This is the scenario:
Packets arrive to a router according to a Poisson process with rate $\lambda$ and, indipendently from any other system variable, they are trasmitted to link 1, with capacity $C_1$, with probability $p_1$, or to link 2, with capacity $C_2$, with probability $p_2 = 1 - p_1$. Packets lengths are r.v. i.i.d. with negative exponential distribution and mean value $L$.
We adopt all the hypothesis to model the router like this:
We have $K = 10$. Suppose that at some point of time we have 9 packets in the router, and that link 1 is idle.
Question: What is the probability that the current trasmission ends before a new packet arrives?
I tried to answer in this way: We can say that the queueing system 1 is empty, because link 1 is idle, so this 9 packets are all in the queueing system 2 (1 in service and 8 in the queue).
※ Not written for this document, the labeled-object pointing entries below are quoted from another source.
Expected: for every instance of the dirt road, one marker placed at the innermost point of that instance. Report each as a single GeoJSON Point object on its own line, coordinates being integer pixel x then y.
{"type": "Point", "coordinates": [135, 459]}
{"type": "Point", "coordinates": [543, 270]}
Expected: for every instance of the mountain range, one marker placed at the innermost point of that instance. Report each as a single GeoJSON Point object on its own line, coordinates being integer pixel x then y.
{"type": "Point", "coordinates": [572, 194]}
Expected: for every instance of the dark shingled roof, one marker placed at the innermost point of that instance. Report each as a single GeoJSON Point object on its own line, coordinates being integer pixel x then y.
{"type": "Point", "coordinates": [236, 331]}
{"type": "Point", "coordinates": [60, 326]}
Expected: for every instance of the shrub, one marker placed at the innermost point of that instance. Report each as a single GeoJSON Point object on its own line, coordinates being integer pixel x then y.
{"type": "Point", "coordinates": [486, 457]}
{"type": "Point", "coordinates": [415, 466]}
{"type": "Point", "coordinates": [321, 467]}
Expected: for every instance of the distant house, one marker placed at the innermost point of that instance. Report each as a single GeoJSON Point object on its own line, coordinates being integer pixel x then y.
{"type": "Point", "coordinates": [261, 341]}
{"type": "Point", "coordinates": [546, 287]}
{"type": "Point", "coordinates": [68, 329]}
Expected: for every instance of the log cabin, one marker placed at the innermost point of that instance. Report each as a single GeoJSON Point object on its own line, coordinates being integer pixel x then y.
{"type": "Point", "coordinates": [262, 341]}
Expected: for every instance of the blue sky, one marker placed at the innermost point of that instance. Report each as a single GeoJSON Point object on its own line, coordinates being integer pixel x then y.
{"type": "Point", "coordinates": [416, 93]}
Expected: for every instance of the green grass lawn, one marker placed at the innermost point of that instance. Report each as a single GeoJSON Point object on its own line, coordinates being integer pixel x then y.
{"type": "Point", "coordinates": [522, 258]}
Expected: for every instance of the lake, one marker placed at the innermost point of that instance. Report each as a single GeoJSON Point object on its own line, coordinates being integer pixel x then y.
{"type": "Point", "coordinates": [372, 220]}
Due to the memoryless propriety of Poisson processes, at any time instant we observe the system, the probability that a transmission ends is still negative exponentially distributed, with average transmission time equal to $\bar x_2 = L/C_2$ seconds.
The probability that the current transmission ends before a new packet arrives can be thinked as the probability that 0 packets arrives in $\bar x_2$ seconds, i.e.:
$P[0$ packets in $\bar x_2$ seconds$] = e^{-\lambda t}(\lambda t)^k/ k!$, substituting $t = \bar x_2$ and $k=0$.
Do you think is correct? The information that I have 9 packets in the system is needless, right? Thank you all.